ルーターのアドレスを 192.168.1.1/25 に設定している場合(126台用)

ルーターのアドレスを 192.168.1.1(255.255.255.128)に設定している場合、図例の赤 192.168.3.*、緑色の IP は指定できません。IP アドレスはすべて 192.168.1.2~192.168.1.126 の間に納めておく必要があります。

ルーターのアドレスを 192.168.1.1/24 に設定している場合(254台用)

ルーターのアドレスを 192.168.1.1(255.255.255.0)に設定している場合、図例の赤 192.168.3.* の IP は指定できません。IP アドレスはすべて 192.168.1.2~192.168.1.254 の間に納めておく必要があります。
特に問題がなければ、扱いやすさはルーターのアドレスは 24 ビットマスクに歩があります。

8つ以上の固定IP(静的アドレス)を DHCP サーバーに設定する場合の注意

固定IP過登録
8つというのは1つの例です。ルーターによっては16個、32個あたりになっているものがあるもしれません(図例は16個以上登録できないと出ています)。

馬鹿みたいな話ですが、ルーターによっては DHCP サーバー側に固定 IP(静的アドレス)に設定できる個数が限られているものがあります。
やっかいなのは、8つ(または16個、32個など)のマス目(入力欄)があらかじめ見えるようなっている設定画面だと、間違って設定することはないのですが、無制限に固定IPの設定を受け入れるような設定ができるものがあります。この場合も、エラーを吐かずに DHCP を停止しているおとなしい製品がありますので、まず固定IPの設定をすべて取り除いて、テストしてみましょう。

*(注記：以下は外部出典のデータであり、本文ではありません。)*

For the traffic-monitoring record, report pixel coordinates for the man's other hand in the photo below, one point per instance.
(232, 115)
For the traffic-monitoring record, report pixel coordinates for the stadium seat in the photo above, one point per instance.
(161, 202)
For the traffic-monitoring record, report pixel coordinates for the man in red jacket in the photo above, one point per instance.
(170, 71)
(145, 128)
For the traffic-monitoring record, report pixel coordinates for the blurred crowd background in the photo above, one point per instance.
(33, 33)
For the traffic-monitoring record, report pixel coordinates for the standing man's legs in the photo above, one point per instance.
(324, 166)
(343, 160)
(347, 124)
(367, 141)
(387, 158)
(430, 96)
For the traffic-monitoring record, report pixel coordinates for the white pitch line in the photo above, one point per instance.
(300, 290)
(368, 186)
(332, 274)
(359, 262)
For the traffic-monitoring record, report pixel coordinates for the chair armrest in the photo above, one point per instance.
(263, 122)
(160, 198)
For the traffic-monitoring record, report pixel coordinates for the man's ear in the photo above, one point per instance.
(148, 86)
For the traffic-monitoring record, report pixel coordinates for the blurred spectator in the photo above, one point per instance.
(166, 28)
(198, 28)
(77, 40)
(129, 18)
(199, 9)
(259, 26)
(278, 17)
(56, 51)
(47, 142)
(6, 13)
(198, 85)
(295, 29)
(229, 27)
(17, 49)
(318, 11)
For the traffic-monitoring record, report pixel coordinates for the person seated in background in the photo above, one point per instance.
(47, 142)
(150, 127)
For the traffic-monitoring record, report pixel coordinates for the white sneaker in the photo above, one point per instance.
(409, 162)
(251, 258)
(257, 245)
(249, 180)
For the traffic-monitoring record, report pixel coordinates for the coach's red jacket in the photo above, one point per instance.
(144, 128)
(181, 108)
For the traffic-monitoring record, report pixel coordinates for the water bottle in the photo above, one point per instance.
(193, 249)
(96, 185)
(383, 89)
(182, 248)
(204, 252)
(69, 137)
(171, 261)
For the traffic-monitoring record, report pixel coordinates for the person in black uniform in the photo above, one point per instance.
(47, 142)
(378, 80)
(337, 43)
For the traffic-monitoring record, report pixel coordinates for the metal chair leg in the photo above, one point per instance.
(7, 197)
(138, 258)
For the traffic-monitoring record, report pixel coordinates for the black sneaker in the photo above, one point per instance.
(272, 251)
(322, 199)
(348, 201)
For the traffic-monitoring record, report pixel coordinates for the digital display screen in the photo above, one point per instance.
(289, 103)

組み込みルーターOSのメモリ割当の問題だと思うのですが、静的アドレス+ポートフォーワード(NAT等)の組み合わせで特定のデーモンがゾンビ化するようなものもあります。多くはファームウェアのアップグレードで解消されると期待できますが、プロバイダ独自のファームを組み合わせている場合は、永遠に解消しない可能性も残りますので、紹介したような原始的な方法で解決するのも手です。